今日の夜、樹くんと飲みに行くかどうか、を。
あまりにも唐突だったし、行くとも行かないとも答える前に樹くんが行ってしまったから、ちゃんと返事が出来ていない。連絡先も知らない。
"深町、約束、ね?"
でもあの一言には、真剣な眼差しには、断るのを躊躇ってしまう雰囲気があった。
もしかしたら、私が当時樹くんを避けてしまったことによって、樹くんの中にも少なからず中途半端にわだかまりを残してしまっていたのだろうか。
……なんて、それはさすがに自意識過剰でおこがまし過ぎるな。
樹くんにとったら私なんてただの中学の時のいちクラスメイトに過ぎなくて、あんな出来事も、取るに足りないことだっただろうから。
覚えていてくれたのが不思議なくらいだ。
それでも何かもの言いたげに私を見ていた中学時代の樹くんを思い出していれば、ポケットに入れていたスマホがブルっと震えた。

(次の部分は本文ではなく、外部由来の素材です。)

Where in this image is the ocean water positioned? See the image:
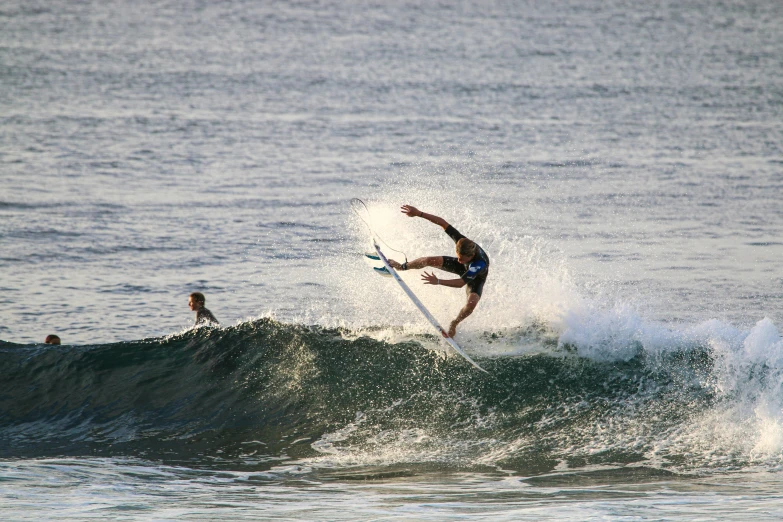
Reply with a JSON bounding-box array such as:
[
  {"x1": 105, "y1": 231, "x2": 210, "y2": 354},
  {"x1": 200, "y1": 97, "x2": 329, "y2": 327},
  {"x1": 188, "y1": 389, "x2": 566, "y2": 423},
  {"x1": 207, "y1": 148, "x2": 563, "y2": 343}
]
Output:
[{"x1": 0, "y1": 0, "x2": 783, "y2": 521}]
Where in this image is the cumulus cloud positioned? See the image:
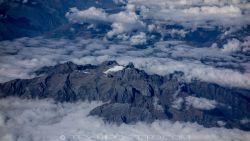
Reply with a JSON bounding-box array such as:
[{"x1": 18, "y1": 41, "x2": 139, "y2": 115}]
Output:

"灯ちゃん、お疲れ様。なかなか連絡出来なくてごめんね。ようやく仕事が片付いたのでご飯のお誘いです。急だけど、今晩は空いているかな?"
ポケットから取り出して見てみると、それは和泉さんからのメッセージだった。
う、嬉しい……!和泉さんから久しぶりの連絡だ……!
思わず両手で持ったスマホを上に掲げてしまった。
……だけど、今日の夜は樹くんが……。